Миссис Дюплесси уже описала эту экскурсию в подробностях в письме своей сестре. Но она не упомянула тот факт, что Джозеф, начальник над слугами в кетито, пытался отговорить ее, и то, что слуги суахили, убиравшие дом, и посыльные-сомалийцы пялились на нее каждый раз, когда она пыталась обсудить с ними свои планы. Визит в деревню был ее заветной мечтой, и она туда попадет!

Миссис Дюплесси закончила свое письмо к сестре пылкими словами:

Скоро мы увидим, моя дорогая Маргарет, как же несчастны эти люди. Надеюсь, Господь дарует нам силы увидеть их страдания, хотя должна признаться, мы уже наслышаны про страшнейшую ситуацию среди язычников в бельгийской колонии Конго. Мне тяжело говорить о царящих там ужасах, упомяну только о корзинах с расчлененными телами!

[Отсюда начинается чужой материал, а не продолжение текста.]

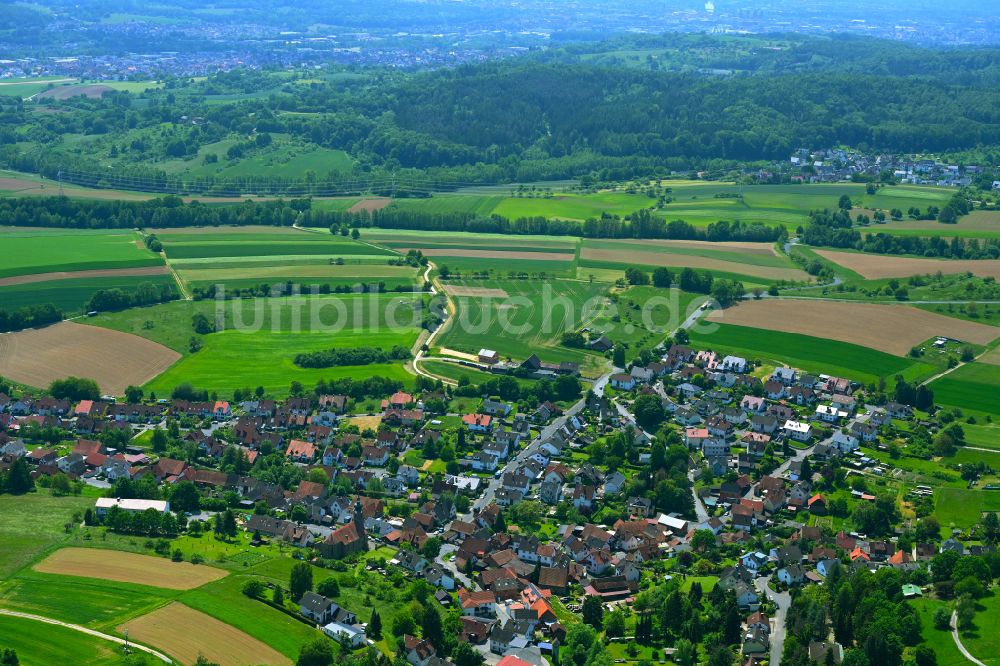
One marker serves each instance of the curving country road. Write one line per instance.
(958, 641)
(84, 630)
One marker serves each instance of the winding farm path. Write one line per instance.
(84, 630)
(958, 641)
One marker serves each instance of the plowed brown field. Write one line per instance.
(894, 329)
(112, 358)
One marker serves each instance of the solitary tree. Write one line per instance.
(300, 580)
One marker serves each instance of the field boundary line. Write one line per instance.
(92, 632)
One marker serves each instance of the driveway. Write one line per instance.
(447, 549)
(782, 600)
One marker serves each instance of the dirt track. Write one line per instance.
(894, 329)
(69, 275)
(876, 266)
(186, 634)
(114, 359)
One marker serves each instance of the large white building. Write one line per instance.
(104, 504)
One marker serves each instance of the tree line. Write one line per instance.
(834, 229)
(328, 358)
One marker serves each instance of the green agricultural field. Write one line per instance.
(450, 203)
(977, 224)
(404, 238)
(457, 372)
(264, 244)
(810, 353)
(500, 268)
(962, 507)
(262, 338)
(72, 295)
(986, 435)
(40, 644)
(225, 601)
(30, 525)
(531, 320)
(974, 387)
(641, 317)
(348, 274)
(90, 602)
(939, 640)
(574, 206)
(984, 640)
(30, 252)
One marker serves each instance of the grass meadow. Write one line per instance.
(262, 337)
(39, 644)
(962, 507)
(810, 353)
(974, 387)
(30, 252)
(72, 295)
(533, 327)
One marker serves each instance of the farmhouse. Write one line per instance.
(798, 430)
(104, 504)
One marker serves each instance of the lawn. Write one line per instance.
(32, 524)
(937, 639)
(40, 644)
(30, 252)
(972, 387)
(530, 320)
(963, 508)
(809, 353)
(72, 295)
(977, 224)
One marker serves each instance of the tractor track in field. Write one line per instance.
(91, 632)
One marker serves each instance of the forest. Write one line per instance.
(541, 116)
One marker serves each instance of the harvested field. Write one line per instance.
(186, 634)
(488, 254)
(691, 261)
(737, 246)
(82, 275)
(128, 568)
(112, 358)
(482, 292)
(19, 185)
(67, 92)
(876, 266)
(894, 329)
(369, 205)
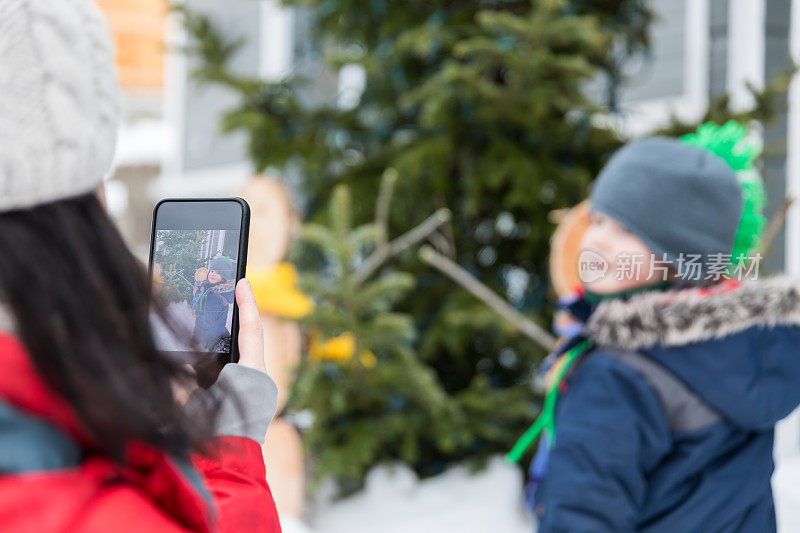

Благодарю всех, кто обитает на небесах, за создание Общества в защиту аборигенов. (Ты ведь помнишь мистера Ричарда Фокс Боурна, не так ли, дорогая?) Мой долг – тоже внести свой вклад.

Твоя любящая сестра.

Окрыленная этой мыслью, миссис Дюплесси поспешила на поиски миссис Экстельм и дорогого доктора, чтобы скорее взяться за дело.

* * *

– Моя двоюродная бабушка называла их негритятами, – щебетала миссис Дюплесси, пока повозка тряслась по изрытой колеями дороге. – Конечно, – прошептала она, словно эта информация могла заинтересовать возницу, – это происходило на Юге и очень-очень давно. До войны и до обманутого мистера Линкольна.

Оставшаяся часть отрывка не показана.